FasterRCNN models with single channel input (surprisingly?) work

I’ve been using the pre-trained FasterRCNNResnet50FPN model for object detection and noticed a behavior that was unexpected (at least to me). If one inferences with a single channel image (e.g. grayscale) the normalization process subtracts a 3-channel mean (RGB) and the result is a 3-channel tensor–so inference works (because the ResNet50 backbone expects a 3-channel input). I understand that the way Python broadcasts arrays (tensors) is what causes the shape to be altered in this way. For reference, it is this line that causes the reshaping.

My question is: is this reshaping expected behavior? I mean that in the sense of, if I input a grayscale image, would I expect the model to implicitly make it RGB (by duplicating channels and subtracting the RGB mean)? or should I expect the model to just “crash” (and complain that the input shape is not correct)? Or at least provide a warning–that an input shape was implicitly resized?

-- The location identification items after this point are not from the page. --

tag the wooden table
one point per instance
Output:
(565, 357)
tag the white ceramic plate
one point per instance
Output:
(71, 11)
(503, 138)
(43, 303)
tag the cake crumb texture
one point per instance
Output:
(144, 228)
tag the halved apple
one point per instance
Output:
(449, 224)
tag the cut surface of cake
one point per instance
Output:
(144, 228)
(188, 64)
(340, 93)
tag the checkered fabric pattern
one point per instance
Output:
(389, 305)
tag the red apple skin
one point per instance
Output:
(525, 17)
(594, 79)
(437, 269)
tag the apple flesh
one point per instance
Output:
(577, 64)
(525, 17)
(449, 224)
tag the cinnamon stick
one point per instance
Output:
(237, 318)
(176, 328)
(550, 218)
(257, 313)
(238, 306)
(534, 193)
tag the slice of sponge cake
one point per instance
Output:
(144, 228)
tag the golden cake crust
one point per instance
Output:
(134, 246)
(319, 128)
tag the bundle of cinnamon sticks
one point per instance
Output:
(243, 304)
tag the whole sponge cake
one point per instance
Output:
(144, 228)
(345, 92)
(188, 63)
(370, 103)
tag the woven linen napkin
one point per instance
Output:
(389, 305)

I personally am a big fan of loud and proper error messages, which would also be raised in case you are using the torchvision.transforms.Normalize transformation, since it’s using an inplace op as seen here.
I’m unsure why the detection.transform implementation doesn’t use torchvision.transforms.functional.normalize to get the same behavior and avoid code duplication, but it might have been used exactly to add this type of “flexibility” so that users are able to pass grayscale images.

CC @fmassa is my speculation correct or should these transformations be rather “unified”?